Pictures in Comic Elegance: Yosa Buson and Haiga (haiku painting)
Colloquium with Cheryl Crowley, East Asian Languages and Cultures, Emory University.
Monday, January 26, 2009
3:00 PM - 5:00 PM
Los Angeles, CA 90095
Yosa Buson (1716-1783) was famous both as a poet of haikai (ancestor of modern haiku) and nanga (Chinese "southern style" painting). While his haikai and nanga have been extensively studied, his haiga (haikai painting), which combine verse and visual imagery, are less well known. Haiga match a 17-syllable poem with a simple sketch, using text and image to create a single, integrated whole. Haiga compositions rely on an assumption that verbal and visual expression are essentially equivalent, as they both convey meaning through associations (hibiki) and overtones (yojô) that transcend medium. My paper examines Buson's haiga in the context of the communities of poets, painters, and patrons in which they were created, exploring their central role in the "Bashô Revival Movement" of the l8th century.

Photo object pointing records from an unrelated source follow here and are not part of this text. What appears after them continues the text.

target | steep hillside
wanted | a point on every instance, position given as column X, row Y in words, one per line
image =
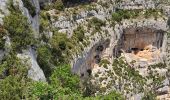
column 84, row 49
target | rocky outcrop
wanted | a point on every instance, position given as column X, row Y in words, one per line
column 34, row 72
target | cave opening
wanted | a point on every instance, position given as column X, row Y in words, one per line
column 140, row 44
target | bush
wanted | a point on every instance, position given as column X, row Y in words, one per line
column 58, row 5
column 44, row 59
column 15, row 83
column 30, row 7
column 19, row 30
column 2, row 34
column 96, row 23
column 79, row 33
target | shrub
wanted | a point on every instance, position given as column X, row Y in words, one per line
column 19, row 30
column 58, row 5
column 30, row 7
column 96, row 23
column 2, row 34
column 79, row 33
column 44, row 59
column 15, row 83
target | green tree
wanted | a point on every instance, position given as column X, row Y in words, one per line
column 19, row 30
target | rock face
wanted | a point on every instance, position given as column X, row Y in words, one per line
column 34, row 72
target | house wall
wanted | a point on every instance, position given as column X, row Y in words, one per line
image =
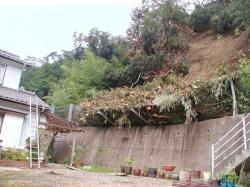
column 12, row 77
column 12, row 129
column 185, row 146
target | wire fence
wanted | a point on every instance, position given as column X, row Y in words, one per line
column 70, row 112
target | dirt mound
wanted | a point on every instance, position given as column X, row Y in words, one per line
column 209, row 49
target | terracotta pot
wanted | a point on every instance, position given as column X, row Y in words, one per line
column 144, row 174
column 136, row 172
column 185, row 175
column 128, row 170
column 122, row 169
column 196, row 174
column 168, row 168
column 161, row 174
column 152, row 172
column 78, row 164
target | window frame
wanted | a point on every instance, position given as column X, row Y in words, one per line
column 3, row 75
column 1, row 122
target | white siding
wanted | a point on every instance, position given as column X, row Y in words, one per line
column 25, row 131
column 12, row 77
column 12, row 130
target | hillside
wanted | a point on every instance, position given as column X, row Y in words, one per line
column 206, row 51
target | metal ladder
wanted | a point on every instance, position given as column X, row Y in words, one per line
column 34, row 152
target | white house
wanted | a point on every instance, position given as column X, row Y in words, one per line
column 15, row 102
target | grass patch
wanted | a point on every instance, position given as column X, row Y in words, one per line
column 96, row 168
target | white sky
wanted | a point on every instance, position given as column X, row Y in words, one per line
column 38, row 27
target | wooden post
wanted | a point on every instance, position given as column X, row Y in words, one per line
column 70, row 115
column 74, row 136
column 212, row 160
column 52, row 109
column 73, row 149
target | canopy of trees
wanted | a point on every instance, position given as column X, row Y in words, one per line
column 100, row 61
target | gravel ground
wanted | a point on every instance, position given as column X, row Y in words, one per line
column 61, row 176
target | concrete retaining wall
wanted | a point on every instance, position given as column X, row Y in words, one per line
column 185, row 146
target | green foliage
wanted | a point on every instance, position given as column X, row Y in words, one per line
column 222, row 22
column 129, row 161
column 40, row 79
column 82, row 79
column 245, row 181
column 221, row 16
column 240, row 11
column 100, row 44
column 155, row 29
column 180, row 67
column 153, row 85
column 199, row 19
column 14, row 154
column 143, row 64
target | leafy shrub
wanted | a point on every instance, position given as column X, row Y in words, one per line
column 14, row 154
column 245, row 181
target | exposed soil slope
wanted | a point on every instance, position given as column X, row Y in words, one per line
column 206, row 51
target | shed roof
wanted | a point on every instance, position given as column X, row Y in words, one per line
column 12, row 57
column 22, row 96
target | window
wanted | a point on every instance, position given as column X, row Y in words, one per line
column 1, row 121
column 2, row 72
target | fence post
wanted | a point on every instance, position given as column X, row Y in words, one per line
column 244, row 133
column 212, row 159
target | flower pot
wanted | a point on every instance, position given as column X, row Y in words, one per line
column 144, row 174
column 185, row 175
column 128, row 170
column 223, row 185
column 196, row 174
column 161, row 174
column 136, row 172
column 175, row 176
column 168, row 168
column 122, row 169
column 207, row 175
column 152, row 172
column 231, row 185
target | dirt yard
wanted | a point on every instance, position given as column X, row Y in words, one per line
column 61, row 176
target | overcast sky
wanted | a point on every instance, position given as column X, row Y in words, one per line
column 38, row 27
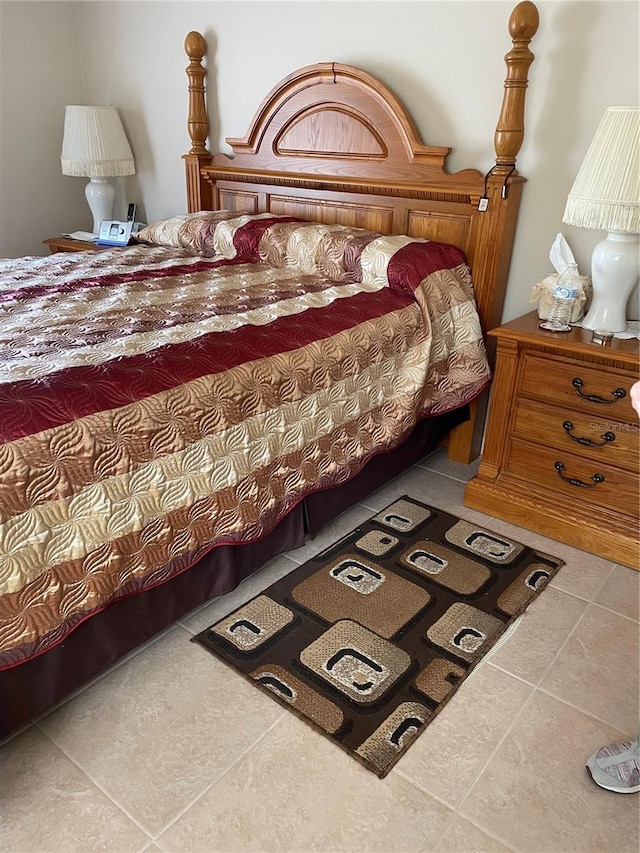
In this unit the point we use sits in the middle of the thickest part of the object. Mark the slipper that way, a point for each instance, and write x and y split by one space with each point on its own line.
616 767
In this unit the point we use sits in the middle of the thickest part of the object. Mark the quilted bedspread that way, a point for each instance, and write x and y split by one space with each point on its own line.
161 400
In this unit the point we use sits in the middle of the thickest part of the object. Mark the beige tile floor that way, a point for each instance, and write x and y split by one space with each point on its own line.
170 751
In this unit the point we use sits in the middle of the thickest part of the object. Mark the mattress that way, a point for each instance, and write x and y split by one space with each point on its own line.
159 401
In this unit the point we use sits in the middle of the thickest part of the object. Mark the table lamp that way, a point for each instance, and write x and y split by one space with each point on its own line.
95 145
606 195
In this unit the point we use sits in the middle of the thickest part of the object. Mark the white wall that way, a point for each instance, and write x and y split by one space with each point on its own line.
443 59
40 72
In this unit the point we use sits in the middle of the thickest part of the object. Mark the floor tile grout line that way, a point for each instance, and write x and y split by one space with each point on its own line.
505 734
221 776
123 661
615 612
547 692
85 772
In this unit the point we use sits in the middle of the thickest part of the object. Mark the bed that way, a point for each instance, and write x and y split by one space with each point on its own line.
176 414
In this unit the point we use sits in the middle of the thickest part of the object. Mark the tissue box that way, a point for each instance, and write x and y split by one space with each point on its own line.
543 295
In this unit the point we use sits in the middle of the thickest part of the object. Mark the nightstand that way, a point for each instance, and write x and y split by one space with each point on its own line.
561 443
68 244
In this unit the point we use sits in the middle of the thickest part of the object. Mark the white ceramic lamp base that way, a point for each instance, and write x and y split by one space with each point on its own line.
614 274
101 196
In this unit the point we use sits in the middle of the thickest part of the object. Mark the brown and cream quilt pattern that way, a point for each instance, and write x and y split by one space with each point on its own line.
164 399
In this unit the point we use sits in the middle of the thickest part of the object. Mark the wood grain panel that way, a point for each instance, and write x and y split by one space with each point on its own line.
373 218
443 227
542 424
332 132
619 488
242 202
551 378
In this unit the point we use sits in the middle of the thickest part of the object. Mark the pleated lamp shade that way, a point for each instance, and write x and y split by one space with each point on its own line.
606 192
95 144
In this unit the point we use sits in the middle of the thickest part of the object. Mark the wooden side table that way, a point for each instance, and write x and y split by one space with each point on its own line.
561 445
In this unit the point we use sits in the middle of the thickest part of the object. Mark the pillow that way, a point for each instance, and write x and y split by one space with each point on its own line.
207 233
185 231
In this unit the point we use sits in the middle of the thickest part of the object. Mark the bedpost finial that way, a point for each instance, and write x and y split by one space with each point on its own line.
523 25
524 21
195 46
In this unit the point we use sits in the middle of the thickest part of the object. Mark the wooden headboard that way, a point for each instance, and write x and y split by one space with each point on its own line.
332 144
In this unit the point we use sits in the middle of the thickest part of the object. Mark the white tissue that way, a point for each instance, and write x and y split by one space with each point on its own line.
560 254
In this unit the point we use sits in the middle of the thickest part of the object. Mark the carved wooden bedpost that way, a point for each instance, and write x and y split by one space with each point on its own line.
497 225
503 184
198 193
523 25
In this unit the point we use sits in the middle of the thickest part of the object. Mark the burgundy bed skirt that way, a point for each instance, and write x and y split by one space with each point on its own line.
27 691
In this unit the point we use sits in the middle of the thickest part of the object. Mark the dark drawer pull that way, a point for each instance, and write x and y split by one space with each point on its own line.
597 478
606 436
618 394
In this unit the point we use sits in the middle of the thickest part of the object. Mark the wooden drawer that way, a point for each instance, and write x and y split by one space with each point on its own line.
605 392
540 423
537 465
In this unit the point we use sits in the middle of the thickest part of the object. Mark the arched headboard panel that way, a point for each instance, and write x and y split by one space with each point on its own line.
331 143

Cheryl Crowley (REALC, Ph.D. Columbia 2001) focuses on the confluence of sinophilia and popular culture in early modern Japanese literature, especially haikai poetry, the ancestor of modern haiku. Her recent book (Haikai Poet Yosa Buson and the Bashô Revival, Brill, 2007) explored how Buson was both a pioneer in Japanese popular culture and a leading figure in the community of sinophile literati, who emulated of Chinese scholar-poets. Recently she has given conference papers on the topic of the relationship between haikai and kanshi and visualizations of Chinese landscapes in early modern poetry and painting. She is currently working on a book on women haikai poets in the early modern period.